Pour se faire entendre d’une Russie qui sort de la crise économique depuis 2017, vient de renouveler le mandat de son leader et achève son plan de réarmement lancé en 2009, il est nécessaire de manier une politique de sanctions. Mais c’est le degré zéro d’une « politique russe » pour l’Europe. Elle est indispensable pour maintenir le rapport de force auquel Moscou est sensible. Mais elle ne laisse entrevoir aucune solution aux enjeux de sécurité du continent. En Baltique et en Ukraine, dans la mer Noire et en Méditerranée orientale, les tensions militaires doivent trouver une solution sans quoi la paix européenne risque de vaciller. En matière d’échanges économiques, les sanctions handicapent des secteurs entiers en Europe et en Russie à hauteur de plusieurs dizaines de milliards d’euros. Pour que la politique de sanctions envers la Russie ait un sens, il convient de trouver le versant positif de ces messages négatifs. Une sanction doit inciter à infléchir un comportement et à trouver un accord : on l’a vu en 2015 avec l’accord sur le nucléaire iranien aujourd’hui remis en cause par l’Administration Trump. Cet accord historique est la résultante de décennies de sanctions.

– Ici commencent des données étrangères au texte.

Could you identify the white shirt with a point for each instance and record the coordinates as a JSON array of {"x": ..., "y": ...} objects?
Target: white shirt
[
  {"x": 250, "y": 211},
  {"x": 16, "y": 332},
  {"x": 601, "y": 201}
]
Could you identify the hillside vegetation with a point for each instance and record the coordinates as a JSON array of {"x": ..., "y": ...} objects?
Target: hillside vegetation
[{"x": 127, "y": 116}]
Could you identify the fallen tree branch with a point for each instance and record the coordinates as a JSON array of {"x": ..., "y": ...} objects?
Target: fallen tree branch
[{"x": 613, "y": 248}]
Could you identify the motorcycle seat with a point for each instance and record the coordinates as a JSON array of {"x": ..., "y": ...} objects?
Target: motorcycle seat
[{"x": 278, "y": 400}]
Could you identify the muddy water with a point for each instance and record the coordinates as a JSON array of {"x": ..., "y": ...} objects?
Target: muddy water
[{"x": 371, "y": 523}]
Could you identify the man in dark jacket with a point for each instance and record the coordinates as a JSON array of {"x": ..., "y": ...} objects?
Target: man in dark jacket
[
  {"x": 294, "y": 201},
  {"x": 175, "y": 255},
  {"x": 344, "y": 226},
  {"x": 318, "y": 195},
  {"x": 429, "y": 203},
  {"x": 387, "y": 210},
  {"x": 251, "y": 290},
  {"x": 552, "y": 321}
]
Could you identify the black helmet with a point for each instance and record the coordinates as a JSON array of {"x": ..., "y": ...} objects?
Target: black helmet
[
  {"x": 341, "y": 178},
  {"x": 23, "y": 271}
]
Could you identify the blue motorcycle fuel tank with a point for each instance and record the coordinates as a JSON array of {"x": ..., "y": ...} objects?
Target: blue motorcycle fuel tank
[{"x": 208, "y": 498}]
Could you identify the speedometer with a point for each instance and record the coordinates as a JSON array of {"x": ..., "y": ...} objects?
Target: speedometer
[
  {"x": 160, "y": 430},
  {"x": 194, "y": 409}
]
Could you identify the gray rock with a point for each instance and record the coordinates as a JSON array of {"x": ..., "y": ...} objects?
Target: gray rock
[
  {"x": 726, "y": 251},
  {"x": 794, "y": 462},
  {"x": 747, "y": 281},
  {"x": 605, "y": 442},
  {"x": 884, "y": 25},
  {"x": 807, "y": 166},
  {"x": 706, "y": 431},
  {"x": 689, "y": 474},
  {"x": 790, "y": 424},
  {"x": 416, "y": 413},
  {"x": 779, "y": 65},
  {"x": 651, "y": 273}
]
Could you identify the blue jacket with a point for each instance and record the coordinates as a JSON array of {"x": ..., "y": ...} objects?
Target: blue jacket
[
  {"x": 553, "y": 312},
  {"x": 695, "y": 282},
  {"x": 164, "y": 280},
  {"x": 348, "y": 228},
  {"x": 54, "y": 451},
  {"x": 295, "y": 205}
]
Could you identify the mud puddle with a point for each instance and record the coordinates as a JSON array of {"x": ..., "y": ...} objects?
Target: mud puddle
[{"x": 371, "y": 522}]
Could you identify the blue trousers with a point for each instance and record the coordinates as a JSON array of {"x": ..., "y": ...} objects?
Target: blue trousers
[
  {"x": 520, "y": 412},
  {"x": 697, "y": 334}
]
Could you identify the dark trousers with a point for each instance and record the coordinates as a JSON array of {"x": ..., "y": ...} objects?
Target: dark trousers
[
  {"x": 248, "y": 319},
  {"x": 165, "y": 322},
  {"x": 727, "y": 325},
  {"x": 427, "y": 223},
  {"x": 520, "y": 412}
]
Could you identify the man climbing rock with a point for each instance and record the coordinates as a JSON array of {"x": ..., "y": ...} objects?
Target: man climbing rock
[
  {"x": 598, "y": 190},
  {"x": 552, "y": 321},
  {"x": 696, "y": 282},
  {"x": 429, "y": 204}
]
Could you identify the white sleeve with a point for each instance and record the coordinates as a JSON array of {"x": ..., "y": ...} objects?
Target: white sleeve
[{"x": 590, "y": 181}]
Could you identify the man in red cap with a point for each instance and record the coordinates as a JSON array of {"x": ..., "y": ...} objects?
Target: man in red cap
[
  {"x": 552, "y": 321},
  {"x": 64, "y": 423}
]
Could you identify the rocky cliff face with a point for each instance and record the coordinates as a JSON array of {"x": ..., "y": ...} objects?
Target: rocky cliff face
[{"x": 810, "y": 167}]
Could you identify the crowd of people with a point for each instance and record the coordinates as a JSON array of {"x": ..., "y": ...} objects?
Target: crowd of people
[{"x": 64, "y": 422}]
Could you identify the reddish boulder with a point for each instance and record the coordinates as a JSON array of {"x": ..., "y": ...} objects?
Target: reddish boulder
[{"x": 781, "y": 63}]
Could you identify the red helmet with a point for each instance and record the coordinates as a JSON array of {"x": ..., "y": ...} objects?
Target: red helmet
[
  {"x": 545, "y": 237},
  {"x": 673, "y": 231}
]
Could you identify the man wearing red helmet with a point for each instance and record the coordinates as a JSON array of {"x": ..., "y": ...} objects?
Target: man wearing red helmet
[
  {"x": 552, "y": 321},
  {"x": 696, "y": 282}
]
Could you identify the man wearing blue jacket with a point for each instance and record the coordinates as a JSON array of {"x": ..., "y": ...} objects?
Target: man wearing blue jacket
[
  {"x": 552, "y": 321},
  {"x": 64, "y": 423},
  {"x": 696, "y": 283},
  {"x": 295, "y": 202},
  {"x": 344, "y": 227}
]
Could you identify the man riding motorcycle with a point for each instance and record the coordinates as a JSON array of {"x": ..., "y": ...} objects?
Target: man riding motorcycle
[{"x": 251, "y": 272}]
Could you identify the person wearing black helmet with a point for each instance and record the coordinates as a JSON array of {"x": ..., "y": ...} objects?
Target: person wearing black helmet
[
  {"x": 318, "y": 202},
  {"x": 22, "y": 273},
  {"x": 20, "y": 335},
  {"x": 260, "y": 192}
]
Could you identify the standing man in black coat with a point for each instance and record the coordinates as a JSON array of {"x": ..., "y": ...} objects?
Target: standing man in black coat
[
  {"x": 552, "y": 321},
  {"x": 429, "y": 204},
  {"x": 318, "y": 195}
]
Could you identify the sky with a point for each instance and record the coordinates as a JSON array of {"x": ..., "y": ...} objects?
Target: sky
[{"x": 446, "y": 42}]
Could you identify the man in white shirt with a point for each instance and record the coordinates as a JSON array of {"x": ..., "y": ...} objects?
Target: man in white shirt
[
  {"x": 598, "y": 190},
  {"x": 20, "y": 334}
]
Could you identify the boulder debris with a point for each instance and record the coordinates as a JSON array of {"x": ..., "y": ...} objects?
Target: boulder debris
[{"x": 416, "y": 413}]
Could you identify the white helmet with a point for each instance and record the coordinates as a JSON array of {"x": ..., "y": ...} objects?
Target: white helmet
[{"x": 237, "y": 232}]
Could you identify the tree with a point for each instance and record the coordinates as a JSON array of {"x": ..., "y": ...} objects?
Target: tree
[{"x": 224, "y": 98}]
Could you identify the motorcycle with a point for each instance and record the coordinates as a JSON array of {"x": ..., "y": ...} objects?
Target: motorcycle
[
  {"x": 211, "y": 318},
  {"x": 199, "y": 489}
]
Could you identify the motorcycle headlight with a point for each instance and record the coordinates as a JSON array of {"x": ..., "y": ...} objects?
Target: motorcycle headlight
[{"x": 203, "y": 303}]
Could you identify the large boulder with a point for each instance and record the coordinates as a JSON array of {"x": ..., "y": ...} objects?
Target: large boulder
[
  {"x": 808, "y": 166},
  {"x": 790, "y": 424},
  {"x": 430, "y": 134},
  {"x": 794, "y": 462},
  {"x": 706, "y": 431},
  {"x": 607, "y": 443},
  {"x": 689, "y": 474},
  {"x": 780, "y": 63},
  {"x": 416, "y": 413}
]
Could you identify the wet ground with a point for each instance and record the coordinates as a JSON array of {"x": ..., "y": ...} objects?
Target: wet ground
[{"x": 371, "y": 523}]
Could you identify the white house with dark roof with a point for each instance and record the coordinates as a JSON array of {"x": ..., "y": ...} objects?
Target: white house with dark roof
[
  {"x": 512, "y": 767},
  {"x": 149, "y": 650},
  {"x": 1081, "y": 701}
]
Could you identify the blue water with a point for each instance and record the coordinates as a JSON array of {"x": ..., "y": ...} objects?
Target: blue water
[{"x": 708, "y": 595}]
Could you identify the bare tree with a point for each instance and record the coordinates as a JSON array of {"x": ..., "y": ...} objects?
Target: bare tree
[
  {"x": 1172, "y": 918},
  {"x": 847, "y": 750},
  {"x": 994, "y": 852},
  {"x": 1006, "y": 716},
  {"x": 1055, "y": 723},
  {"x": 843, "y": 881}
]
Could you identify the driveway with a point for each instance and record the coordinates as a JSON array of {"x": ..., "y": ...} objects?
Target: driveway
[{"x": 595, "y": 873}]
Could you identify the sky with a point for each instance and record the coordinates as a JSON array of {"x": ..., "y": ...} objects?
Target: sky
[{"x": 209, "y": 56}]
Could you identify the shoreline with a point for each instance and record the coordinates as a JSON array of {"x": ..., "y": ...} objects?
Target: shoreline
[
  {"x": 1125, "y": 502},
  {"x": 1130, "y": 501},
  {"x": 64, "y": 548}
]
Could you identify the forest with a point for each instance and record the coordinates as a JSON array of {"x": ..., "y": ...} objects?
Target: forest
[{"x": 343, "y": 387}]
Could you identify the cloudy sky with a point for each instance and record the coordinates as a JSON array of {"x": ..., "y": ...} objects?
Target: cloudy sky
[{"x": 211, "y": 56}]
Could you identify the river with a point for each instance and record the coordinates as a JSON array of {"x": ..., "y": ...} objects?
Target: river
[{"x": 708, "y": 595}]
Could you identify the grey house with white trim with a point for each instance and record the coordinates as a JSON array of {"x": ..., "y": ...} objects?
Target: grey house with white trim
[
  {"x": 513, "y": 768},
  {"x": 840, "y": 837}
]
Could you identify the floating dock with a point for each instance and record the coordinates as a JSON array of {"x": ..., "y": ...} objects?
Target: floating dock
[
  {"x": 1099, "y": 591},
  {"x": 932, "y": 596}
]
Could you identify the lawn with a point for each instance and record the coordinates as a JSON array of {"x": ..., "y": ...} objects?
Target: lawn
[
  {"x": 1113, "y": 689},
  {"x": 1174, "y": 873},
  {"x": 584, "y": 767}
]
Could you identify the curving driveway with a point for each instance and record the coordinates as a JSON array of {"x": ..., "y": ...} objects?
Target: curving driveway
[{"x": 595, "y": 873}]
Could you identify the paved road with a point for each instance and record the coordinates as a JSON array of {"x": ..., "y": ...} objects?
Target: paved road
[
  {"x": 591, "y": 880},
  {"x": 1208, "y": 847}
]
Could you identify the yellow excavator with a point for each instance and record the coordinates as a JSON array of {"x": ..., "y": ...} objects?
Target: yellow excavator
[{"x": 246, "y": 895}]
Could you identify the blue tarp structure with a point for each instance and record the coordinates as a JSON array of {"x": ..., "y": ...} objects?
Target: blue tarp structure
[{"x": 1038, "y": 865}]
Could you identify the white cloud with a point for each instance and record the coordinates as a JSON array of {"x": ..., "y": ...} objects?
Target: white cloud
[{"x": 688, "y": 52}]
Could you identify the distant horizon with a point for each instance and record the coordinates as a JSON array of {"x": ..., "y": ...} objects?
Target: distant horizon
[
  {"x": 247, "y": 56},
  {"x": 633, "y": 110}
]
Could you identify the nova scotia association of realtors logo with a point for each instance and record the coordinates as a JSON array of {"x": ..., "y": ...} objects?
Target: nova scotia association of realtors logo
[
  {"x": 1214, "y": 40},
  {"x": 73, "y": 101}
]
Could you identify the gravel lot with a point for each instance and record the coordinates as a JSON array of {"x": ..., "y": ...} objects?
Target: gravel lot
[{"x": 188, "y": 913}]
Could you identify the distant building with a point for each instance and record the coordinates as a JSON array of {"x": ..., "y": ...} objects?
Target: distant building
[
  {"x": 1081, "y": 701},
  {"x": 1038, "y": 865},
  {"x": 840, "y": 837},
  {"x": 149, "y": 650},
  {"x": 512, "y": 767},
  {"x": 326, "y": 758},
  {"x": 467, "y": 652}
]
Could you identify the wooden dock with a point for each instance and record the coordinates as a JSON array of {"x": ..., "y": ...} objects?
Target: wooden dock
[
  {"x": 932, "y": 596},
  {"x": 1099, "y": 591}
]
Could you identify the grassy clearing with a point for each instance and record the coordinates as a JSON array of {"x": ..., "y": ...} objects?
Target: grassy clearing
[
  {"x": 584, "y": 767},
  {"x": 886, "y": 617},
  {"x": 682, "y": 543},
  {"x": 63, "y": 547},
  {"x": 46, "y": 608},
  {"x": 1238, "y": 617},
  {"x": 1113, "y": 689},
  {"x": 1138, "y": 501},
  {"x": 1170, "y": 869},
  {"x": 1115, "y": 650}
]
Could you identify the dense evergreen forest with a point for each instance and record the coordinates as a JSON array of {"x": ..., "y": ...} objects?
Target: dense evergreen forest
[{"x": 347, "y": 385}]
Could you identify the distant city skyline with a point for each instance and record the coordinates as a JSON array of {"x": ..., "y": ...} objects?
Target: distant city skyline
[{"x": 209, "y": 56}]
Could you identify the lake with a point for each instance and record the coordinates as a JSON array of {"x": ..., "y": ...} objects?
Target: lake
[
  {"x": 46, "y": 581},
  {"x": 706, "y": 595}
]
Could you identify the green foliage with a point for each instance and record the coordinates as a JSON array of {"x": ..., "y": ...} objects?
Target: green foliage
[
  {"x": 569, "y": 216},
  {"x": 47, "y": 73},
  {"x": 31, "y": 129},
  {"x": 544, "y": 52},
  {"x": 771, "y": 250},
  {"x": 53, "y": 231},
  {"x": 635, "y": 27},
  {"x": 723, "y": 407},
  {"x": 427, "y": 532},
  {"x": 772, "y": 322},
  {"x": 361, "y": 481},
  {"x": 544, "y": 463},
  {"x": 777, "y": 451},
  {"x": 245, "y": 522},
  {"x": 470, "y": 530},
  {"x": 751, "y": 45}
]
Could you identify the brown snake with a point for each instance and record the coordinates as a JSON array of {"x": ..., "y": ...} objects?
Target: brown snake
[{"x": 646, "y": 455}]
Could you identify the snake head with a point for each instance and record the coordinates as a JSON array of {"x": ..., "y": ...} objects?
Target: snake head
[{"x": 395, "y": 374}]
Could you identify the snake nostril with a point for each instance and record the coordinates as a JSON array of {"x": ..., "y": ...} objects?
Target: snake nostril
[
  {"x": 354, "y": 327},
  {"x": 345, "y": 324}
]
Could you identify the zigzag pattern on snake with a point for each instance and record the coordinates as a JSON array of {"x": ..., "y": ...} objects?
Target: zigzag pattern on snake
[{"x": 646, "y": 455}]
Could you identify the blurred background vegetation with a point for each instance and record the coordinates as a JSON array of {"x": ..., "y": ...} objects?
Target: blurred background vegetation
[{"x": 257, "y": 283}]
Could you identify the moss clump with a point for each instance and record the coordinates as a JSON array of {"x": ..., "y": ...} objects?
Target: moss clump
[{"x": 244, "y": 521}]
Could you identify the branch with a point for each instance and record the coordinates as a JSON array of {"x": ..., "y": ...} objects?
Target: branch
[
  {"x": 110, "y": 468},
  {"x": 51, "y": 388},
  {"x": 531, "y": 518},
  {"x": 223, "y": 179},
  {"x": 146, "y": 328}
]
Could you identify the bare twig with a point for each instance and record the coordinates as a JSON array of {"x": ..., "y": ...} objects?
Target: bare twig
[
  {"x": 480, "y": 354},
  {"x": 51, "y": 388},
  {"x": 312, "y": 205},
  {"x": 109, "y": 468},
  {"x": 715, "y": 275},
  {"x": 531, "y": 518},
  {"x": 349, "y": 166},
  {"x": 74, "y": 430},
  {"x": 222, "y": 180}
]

Vis-à-vis de la Russie, la solution ne peut venir de Washington : le président Trump est prisonnier de la proximité que le candidat Donald avait témoignée pour la Russie de Poutine, en contradiction avec les intérêts structurels du pays. L’apaisement entrevu durant la campagne électorale américaine n’est plus à l’ordre du jour. En pleine tourmente de « l’affaire russe », de la part de Washington, tout apaisement ou toute conciliation avec la Russie apparaîtrait aux Républicains comme un signe de faiblesse.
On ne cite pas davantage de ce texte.